Only getting the 9 hours was probably because the government pays a fixed amount for the 15 hours. In some areas this will cover the full cost to the provider of the 15 hours, but in other areas it doesn't. Most providers ask parents for a top up, or you just have as many hours as the government payment covers.
subsidiary question: if I understand the school start dates correctly, it means Dd (born in October) will be among the older children in her class, right?
Yes, she'll be one of the oldest in her class. The youngest will be nearly a whole year younger, born August 2014 (so in fact not born yet! ).
You'll need to apply for her school place basically as soon as she turns 3 (the deadline is mid-January but applications open in September normally). Depending on where you live you can pick 3 or 6 schools, list them in the order that you prefer but make sure you list at least one school that you have a very good chance of getting in to.

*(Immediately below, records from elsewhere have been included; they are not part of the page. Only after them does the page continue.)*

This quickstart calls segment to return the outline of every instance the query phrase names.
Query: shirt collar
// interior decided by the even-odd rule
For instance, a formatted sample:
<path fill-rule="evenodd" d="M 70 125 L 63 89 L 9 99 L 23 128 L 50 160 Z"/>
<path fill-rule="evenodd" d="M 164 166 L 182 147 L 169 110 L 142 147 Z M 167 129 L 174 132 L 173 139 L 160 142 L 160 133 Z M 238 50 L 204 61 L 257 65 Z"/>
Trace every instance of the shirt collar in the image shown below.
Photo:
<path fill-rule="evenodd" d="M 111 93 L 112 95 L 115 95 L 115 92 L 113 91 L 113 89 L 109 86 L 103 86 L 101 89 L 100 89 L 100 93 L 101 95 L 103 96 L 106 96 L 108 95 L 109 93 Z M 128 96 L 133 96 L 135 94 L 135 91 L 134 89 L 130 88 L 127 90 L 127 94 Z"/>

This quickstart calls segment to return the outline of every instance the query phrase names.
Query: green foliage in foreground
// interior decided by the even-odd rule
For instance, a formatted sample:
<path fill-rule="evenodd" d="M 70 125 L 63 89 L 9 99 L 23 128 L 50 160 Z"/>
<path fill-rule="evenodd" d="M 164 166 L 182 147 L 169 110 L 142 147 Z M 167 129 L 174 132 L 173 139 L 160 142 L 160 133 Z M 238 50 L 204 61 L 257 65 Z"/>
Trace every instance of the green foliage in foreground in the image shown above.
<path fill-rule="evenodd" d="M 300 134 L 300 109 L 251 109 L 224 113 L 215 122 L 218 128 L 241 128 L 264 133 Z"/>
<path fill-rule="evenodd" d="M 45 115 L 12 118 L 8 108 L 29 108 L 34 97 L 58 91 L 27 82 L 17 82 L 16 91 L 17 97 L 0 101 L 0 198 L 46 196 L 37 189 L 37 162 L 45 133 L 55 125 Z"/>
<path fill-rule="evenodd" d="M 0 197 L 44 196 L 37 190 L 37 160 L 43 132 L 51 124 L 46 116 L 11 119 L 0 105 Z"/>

If you wanted, once you apply and accept a place at a school, you could defer her entry for a term so she started after Christmas age 5.3 instead of in September age 4.11. The school/LEA can't refuse you that, although they might not be too happy about it.
Chacha - she will in fact be a year behind versus the French system. In France she would take her bac at 17 years old, in 2031. In England she will do A-levels at 18, in 2032.
"You'll need to apply for her school place basically as soon as she turns 3 (the deadline is mid-January but applications open in September normally)"
This may be true for a child with a Summer birthday Rueawakening but is not correct for a child with an October birthday.
I have a child with an October birthday, you will be applying for a school place at approx the time of your child's 4th birthday. You apply to your LEA (local education authority i.e. your local council). This is usually done on-line via the Council website.
For pre-school education (from 3 onwards) you apply directly to the nursery or pre-school. I would recommend applying in the September before your child's second birthday.
A lot of the pre schools here you have to sign them up from birth they are that popular. My niece is due to start in 2 years time there is already 90 on the list for 24 spaces. It is done first come first served not on distance.
I've never seen that with a preschool. Maybe if they're really exclusive ones. You're right though that preschools are done first come first served or whatever their selection criteria is. But primary school places are allocated by the LEA and everyone gets a fair shot.
The ones at the five local schools are all like this. Certainly not exclusive just inner city ones in an ok area. The only ones you would get here applying 6 months before would be the ones in the deprived areas.
Pre-school and LEA nursery are not first-come first served in my area, but use admissions criteria similar to schools.
I meant that you apply ONE YEAR before you start pre-school not six months.
I would check on your local board what criteria are used locally to you.